We’ve invited magic legend Johnny Thompson otherwise known as The Great Tomsoni onto the show today. Together with his wife Pamela Hayes Johnny has been performing for packed houses in Las Vegas for decades.
Johnny saw a movie about a Mississippi river boat gambler when he was a kid and he decided he wanted to become a card sharp. He bought The Expert at the Card Table at a Chicago bookstore for 35 cents. He spent the next four years trying to learn everything between those covers. Johnny eventually realized that there wasn’t a lot of places for a 12 year old card cheat to work so he decided to switch to magic.
Johnny started working on a dove magic act in the 1940’s. He soon realized that there was already too many bird magicians on the scene so at the age of 16 in 1951 he joined Jerry Murad’s Harmonicats, a musical act with a number of hits under their belts. He stayed with the group until 1957. But Johnny eventually decided to get back into magic but this time with a focus on close-up magic.
Johnny booked a regular gig at the Playboy Club in New York. Over the next year he would perform three times a week. He slowly began to incorporate more slapstick humour into those performances. By the end of the year he had an act that was almost entirely comedy. The act was an immediate hit.
Over the last few years Johnny has become one of the most sought after magic advisers in the business. He had retired the act in 2015 but by then he had already been occasionally consulting with magicians like Penn and Teller, Chris Angel and Michael Carbonaro.
Johnny was first approached with the concept of Fool Us about 10 years ago. He told Penn and Teller that the hardest part of the concept would be to tell the magician they knew how the trick was done without telling the audience. Johnny suggested Teller could draw out the illusion but they settled on just using magic lingo that the audience wouldn’t know about. He is the guy that decides whether Penn and Teller have actually been fooled during the taping of the show.

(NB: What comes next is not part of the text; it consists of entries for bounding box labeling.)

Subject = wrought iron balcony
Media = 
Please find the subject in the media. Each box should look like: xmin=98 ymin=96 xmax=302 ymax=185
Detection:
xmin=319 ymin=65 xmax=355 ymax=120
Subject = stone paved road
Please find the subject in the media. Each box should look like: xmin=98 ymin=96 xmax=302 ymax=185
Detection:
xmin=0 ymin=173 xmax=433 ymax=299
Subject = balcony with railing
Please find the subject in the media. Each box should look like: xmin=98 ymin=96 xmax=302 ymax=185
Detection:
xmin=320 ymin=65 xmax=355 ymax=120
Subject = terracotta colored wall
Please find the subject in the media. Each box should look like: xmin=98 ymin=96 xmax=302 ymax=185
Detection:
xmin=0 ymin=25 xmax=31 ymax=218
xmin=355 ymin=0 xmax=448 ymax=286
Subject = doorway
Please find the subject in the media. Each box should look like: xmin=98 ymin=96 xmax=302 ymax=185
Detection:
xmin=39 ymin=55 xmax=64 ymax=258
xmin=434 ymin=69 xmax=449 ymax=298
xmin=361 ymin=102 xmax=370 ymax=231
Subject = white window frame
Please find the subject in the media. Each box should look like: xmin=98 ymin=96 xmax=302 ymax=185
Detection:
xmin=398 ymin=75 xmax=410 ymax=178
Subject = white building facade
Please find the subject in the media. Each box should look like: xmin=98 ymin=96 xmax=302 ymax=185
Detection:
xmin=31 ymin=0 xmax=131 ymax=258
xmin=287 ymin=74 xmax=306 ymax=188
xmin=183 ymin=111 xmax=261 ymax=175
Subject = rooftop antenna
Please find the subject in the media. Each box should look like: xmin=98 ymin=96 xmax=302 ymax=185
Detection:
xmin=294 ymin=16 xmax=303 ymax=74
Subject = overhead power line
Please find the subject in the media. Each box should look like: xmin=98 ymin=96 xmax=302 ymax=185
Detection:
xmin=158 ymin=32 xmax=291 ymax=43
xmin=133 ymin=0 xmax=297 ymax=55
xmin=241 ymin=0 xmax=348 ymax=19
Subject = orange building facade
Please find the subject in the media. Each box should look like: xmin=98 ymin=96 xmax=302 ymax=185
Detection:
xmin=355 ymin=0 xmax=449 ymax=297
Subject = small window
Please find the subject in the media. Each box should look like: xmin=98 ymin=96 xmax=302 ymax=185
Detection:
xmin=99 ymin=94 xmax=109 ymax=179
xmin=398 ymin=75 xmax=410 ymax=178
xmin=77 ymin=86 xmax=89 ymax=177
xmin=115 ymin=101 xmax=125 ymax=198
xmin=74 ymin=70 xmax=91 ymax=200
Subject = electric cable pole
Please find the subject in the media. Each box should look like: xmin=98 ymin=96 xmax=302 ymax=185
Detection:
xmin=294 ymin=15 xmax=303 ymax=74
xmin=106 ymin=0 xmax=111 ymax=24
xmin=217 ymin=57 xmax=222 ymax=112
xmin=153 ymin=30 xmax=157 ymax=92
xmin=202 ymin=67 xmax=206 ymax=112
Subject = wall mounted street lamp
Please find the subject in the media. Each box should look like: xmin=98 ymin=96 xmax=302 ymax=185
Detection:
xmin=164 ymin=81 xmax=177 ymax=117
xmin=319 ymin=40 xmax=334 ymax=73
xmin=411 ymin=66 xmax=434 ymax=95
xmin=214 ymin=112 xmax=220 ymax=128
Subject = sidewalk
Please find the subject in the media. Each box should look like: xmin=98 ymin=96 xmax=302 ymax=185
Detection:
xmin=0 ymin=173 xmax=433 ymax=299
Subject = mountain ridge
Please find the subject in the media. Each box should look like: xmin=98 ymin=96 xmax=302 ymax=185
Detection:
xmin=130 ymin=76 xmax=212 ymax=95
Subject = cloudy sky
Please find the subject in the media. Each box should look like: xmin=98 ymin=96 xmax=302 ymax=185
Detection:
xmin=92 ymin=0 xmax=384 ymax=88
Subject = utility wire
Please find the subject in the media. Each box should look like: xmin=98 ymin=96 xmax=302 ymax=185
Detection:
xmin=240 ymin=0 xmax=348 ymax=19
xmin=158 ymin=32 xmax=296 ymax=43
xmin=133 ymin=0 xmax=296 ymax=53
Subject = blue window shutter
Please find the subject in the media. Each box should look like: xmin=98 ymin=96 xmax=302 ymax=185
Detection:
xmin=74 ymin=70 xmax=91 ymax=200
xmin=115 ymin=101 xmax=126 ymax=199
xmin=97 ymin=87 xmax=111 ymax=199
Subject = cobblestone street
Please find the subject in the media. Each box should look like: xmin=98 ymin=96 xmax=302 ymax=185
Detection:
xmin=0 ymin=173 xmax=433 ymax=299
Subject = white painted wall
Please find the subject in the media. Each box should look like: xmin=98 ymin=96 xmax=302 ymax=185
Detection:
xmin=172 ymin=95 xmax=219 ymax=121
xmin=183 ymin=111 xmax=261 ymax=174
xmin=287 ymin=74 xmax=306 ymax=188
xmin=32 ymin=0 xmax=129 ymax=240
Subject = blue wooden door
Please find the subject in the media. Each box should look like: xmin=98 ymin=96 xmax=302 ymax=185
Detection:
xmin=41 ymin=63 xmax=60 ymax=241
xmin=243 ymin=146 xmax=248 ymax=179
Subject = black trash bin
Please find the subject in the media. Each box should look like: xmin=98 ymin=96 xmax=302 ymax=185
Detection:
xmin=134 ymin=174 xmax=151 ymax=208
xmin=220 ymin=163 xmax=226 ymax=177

Johnny is about to release a new book titled The Magic of Johnny Thompson. The book is a two volume set that details everything Johnny has learned over a six decade long career. One of the trick’s is known as The Gambler’s Ballad a trick that Johnny has been closing his shows with for decades. Showtime recently produced a film called The Gambler’s Ballad: The legend of Johnny Thompson. The film documents Johnny’s life and features him teaching the trick to Teller. The book also features moves that would otherwise have been lost as they were taught to Johnny by long dead magicians.
Johnny says he has been incredibly lucky because his career has spanned an astonishing change in the magic business. His first job was performing in front of freak show in the 1940’s. He met some of the great magicians of the early 20th century when he was coming up like Paul Rosini and Jay Marshall. Chicago was the place where bar magic was invented and there was the remnants of vaudeville was still active when he was a kid.
Johnny says it’s tough to make a career in show business. His goal was to end up on a Vegas stage. It was the Mecca of magic. That’s no longer the case. There’s no place for magicians like Johnny anymore. When the hotel companies replaced the mob in the 1980’s they ended the lounge show and that so many magicians depended on. He says that close-up magic is the one bright spot in the business. Places like Germany still have a large number of close-up theaters. But increasingly, he says, magic is being pushed onto video and online.
What don’t you like about modern magic? What do you like?
Johnny doesn’t like the current fad of people revealing how tricks are done online. He does like how many young an exciting magicians there are in the business right now.
What would you like to ask the listeners?
How many of you have solid, classic magic in their repertoires?
Who should we have on the show next?
What did you like about the episode?
Jonah liked hearing about the history of show business.
Tyler liked hearing that Johnny became a magician because of his love of being a card sharp.
Johnny was just excited to be on a podcast because that’s what will keep the art form alive.